Weekly Wednesday – Starboard Cruise Services

December, 2014: “Sr. Manager of Training and Development” the post read on LinkedIn. The job listing was also accompanied by a question like, “How would you like to travel the world while helping train staff on cruise ships?” Training and cruising together in one package? That sounded good to me and so I applied!

While I never heard back from Starboard about the training gig, I spent plenty of time learning about the organization and the work they do. Self-proclaimed as the “premier retailer in the cruise industry,” if you’ve shopped aboard a cruise ship, you’ve likely interacted with the organization and didn’t even realize it.

Starboard’s List of Cruise Partners (starboardcruise.com)

Founded in 1958, Starboard Cruise Services operates on more than 90 cruise ships worldwide with a staff of more than 1,500. The company is headquartered in Miami and operates a distribution center in Doral, Florida that supports global operation. The organization manages retail storefronts for major cruise lines under parent company LVMH Moët Hennessy Louis Vuitton (yes, that Louis Vuitton who acquired SCS in 2000). Some of the luxury brands represented under SCS include Bvlgari, Chanel, Cartier, Dior, TAG Heuer, and Tiffany & Co. with nearly three dozen brands in all.

As I was reading my daily #cruisenews, I got to wondering, “What happens to a company whose business model is dedicated to cruise ships when cruise ships aren’t sailing?” so I began to dig.

In April, President & CEO of Starboard Cruise Services, Lisa Bauer, was interviewed as part of the Adapt & Survive series put on by TRBusiness (interesting fact: Bauer joined the organization in June, 2019; just nine months before a global shutdown of the cruise industry).

Bauer shared in that interview that the Starboard business model isn’t like other retailers where you can go down and unlock the store and begin selling again. With none of the partner cruise lines running, the organization had effectively shut down. She acknowledged the few active staff on ships were those employees in place for asset protection. With no stores to bring in income, the organization confirmed they received funding from parent company to navigate the shutdown.

Less than two weeks after that interview, news broke that SCS eliminated over 200 jobs at both their headquarters and distribution center in response to the pandemic. The company would now operate with a skeleton crew.

Since that time, Bauer has participated in multiple webinars, like “Emerging Stronger in a post-COVID world” where she joined fellow panelists to discuss strategies in preparing retail for recovery post the COVID19 crisis. Additionally, the company has been active on their Facebook page celebrating every holiday that passes while vocally advocating for causes in the diversity and inclusion space.

In October of this year, Bauer once again was front and center online where she spoke about the company’s vision for the future:

Based on consumer research and insights that are shaping today’s guest expectations, we are reimagining retail experiences that are customized for each cruise line partner, its brand distinctions and guest preferences.

Lisa Bauer, President and CEO, Starboard Cruise Services

In addition to evaluating the core audience for each cruise brand, the company will also pivot to focus on digital and omnichannel. Interestingly, Bauer believes that the future of cruise retail must begin even before shoppers leave their homes. It’ll be fun to see what this looks like and how the retail experience aboard cruise ships evolves in the coming years.

Courtesy Starboard Cruise Services

While I never got the chance to know what it was like to work for Starboard Cruise Services, I wish Lisa and the entire team much success in the future as passengers flock back to stores with a new appreciation of what it means to be able to shop at sea.

2 thoughts on “Weekly Wednesday – Starboard Cruise Services”

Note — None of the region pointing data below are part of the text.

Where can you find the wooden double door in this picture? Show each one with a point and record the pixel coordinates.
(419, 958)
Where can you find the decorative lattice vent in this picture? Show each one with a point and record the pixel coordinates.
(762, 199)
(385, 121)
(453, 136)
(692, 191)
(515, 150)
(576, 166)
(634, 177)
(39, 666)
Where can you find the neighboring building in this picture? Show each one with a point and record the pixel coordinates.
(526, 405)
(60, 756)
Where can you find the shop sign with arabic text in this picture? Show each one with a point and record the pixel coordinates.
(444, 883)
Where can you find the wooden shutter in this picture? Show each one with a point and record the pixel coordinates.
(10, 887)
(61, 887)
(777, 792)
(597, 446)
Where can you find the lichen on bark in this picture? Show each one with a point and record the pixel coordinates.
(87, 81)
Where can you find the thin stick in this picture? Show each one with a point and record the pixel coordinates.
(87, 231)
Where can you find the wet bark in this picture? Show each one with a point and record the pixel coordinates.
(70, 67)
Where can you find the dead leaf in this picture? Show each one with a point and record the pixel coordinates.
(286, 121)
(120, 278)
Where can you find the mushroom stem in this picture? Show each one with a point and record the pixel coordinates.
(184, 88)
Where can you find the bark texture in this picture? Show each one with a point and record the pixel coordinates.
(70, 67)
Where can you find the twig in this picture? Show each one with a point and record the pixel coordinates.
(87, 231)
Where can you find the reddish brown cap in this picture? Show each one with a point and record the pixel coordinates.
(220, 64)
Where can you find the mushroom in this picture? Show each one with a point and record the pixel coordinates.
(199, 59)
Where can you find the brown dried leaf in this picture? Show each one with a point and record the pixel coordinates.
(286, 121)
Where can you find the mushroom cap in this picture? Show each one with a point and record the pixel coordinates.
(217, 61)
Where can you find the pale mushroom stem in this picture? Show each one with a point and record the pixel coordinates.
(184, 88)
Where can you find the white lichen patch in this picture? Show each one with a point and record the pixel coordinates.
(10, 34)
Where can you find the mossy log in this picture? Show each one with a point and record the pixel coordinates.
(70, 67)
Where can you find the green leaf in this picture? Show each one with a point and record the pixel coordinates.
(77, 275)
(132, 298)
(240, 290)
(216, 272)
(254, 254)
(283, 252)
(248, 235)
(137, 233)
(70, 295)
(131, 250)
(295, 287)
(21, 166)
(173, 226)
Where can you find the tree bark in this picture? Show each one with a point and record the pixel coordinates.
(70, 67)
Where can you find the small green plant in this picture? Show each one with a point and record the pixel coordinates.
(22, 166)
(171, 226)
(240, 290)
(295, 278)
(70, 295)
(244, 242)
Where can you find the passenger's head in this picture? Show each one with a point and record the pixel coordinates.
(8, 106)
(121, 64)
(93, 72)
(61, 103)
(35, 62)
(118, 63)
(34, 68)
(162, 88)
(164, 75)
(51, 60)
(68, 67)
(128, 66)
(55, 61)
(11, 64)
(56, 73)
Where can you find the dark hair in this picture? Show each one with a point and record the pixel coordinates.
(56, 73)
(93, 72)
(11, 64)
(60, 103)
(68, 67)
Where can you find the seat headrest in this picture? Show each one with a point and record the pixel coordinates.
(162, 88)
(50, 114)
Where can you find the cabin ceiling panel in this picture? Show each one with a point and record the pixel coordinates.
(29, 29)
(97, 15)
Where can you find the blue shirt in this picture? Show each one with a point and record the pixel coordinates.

  1. Hi I recently cruised on Norwegian Encore in Feb 2023 I purchased 2x tudor watches and earings for my wife on returning to England I took the watches to a tudor dealer who told me one the watches is discontinued line and I had paid over the price the salesman never told me this… maybe he wasn’t aware but I’m not happy… being a 3 time cruiser

    1. Oh dear! That’s one of the risks of buying anything on a cruise ship, whether it’s jewelry, watches, alcohol, cigarettes. You just don’t know if what you’re getting is authentic and current. Sorry to hear that you encountered these issues with your transaction. Not sure if there’s anything you can do; perhaps reach out to Norwegian Cruise Lines, though from our experience, those jewelry/watch vendors are usually a third-party company. It’s always buyer beware when sailing since you don’t have access to appraisals or as much research while at sea.